JW: Well, when I first said that, “socially redeeming” was a joke. That was the term used by the Supreme Court to show full frontal nudity. It had to be “socially redeeming.” That’s why Russ Meyer would have movies where people were nude and talking bout communism and stuff.

I prided myself on having no social redemption, but they do. Because outsiders win. Fat girl gets the boy. Things that don’t happen in real life happen in my films. I ask you to root for outsiders, for serial killers, for terrorists, for people who are generally the villains in other movies. I’m asking you to always look at people in a different way, and through humor is how you change people’s opinions.

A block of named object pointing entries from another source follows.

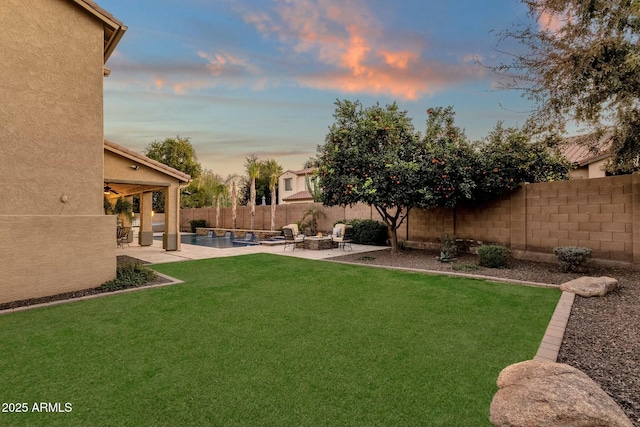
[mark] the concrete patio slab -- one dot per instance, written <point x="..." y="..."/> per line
<point x="154" y="254"/>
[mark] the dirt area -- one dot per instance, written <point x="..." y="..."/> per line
<point x="76" y="294"/>
<point x="602" y="338"/>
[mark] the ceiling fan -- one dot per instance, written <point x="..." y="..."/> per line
<point x="108" y="190"/>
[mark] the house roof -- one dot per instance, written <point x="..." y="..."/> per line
<point x="300" y="195"/>
<point x="146" y="161"/>
<point x="577" y="148"/>
<point x="306" y="171"/>
<point x="113" y="28"/>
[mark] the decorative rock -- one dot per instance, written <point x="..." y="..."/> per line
<point x="590" y="286"/>
<point x="537" y="393"/>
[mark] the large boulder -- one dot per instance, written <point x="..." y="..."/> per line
<point x="590" y="286"/>
<point x="538" y="393"/>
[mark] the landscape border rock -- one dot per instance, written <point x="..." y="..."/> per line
<point x="539" y="393"/>
<point x="590" y="286"/>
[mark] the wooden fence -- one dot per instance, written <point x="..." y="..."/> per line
<point x="601" y="213"/>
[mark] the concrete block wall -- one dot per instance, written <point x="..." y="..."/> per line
<point x="595" y="213"/>
<point x="599" y="213"/>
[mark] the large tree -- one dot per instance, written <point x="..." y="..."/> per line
<point x="581" y="63"/>
<point x="177" y="153"/>
<point x="372" y="155"/>
<point x="507" y="158"/>
<point x="450" y="163"/>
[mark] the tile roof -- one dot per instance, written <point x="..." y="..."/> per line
<point x="119" y="149"/>
<point x="113" y="28"/>
<point x="577" y="148"/>
<point x="300" y="195"/>
<point x="306" y="171"/>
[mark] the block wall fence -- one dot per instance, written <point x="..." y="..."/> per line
<point x="601" y="213"/>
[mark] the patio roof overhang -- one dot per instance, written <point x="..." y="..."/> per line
<point x="113" y="28"/>
<point x="127" y="173"/>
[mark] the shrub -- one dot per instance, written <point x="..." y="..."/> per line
<point x="129" y="275"/>
<point x="493" y="256"/>
<point x="571" y="258"/>
<point x="197" y="223"/>
<point x="367" y="231"/>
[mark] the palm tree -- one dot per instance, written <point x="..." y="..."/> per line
<point x="233" y="189"/>
<point x="220" y="190"/>
<point x="253" y="170"/>
<point x="273" y="170"/>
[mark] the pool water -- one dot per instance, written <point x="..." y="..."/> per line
<point x="212" y="242"/>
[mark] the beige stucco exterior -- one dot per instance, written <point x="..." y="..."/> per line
<point x="292" y="187"/>
<point x="130" y="173"/>
<point x="54" y="236"/>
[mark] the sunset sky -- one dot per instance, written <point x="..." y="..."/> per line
<point x="256" y="76"/>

So if you ask me, “Are you now or have you ever been socially redeeming?” I guess I’d have to say, under oath, maybe. But I don’t hit people over the heads with a message. My message in [Cecil B. Demented] is not “I hate Hollywood.” Are you kidding? I have a limo. I fly first class. I’m staying at a beautiful suite in the Chateau Marmont. I’m not living in my car, hitchhiking here, which is how I first came to L.A. I have great memories of that. Do I want to do that today? No. However, you need to have done that.

JY: When you made Hairspray, I think there was a perception among your fans that you “went Hollywood.”

JW: Well, I did.

JY: And that you weren’t so subversive anymore.

JW: Subversive, to me, is the fact that Hairspray became one of the best-selling videos for children’s birthday parties and it starred a drag queen. That’s subversive.

When I started, the first thing I ever wanted to do was a successful beatnik movie. Then I wanted to make underground movies, and they didn’t have them anymore. Then midnight movies — they didn’t have them anymore. Then independent movies. Then Hollywood copied them. Then I made weird Hollywood movies. And now I make all of them put together. This is what I made with Cecil B. Demented.

So, hopefully, I’ve created my own genre that I don’t believe anybody else copies and that you can tell is my movie in the first couple of minutes. And that’s what I want to continue doing, and that’s hard. Woody Allen does it. He has the career I’d kill for.

JY: What’s your favorite part of the directing process?

JW: I naturally like telling people what to do. [Laughs] To me, writing is the most fun of making a movie. There’s more creativity in that than anything else. Writing, in a way, is also the scariest and the hardest part of directing because I can’t blame anybody. It’s just me and my imagination. That’s my job — to go to my desk every day and think weird stuff up. I’m never bored. I’m always watching people. I’m a voyeur. I listen and eavesdrop on conversations a lot.

JY: Will you ever do a serious movie?

JW: They’re all serious, in a way. I mean, I’m serious about my career. I’m serious about comedy. But what’s serious? To me, humor is how you change people’s opinion. It’s how you get people to take up your point of view. It’s how you protect yourself. It’s everything. It’s what love is based on. It’s what friendship is based on. It’s the only thing, really, about how I judge if I like a person or not. And people without a sense of humor must live a very boring life, in a way. If you can laugh at the worst thing that ever happened to you, then you’ll always survive.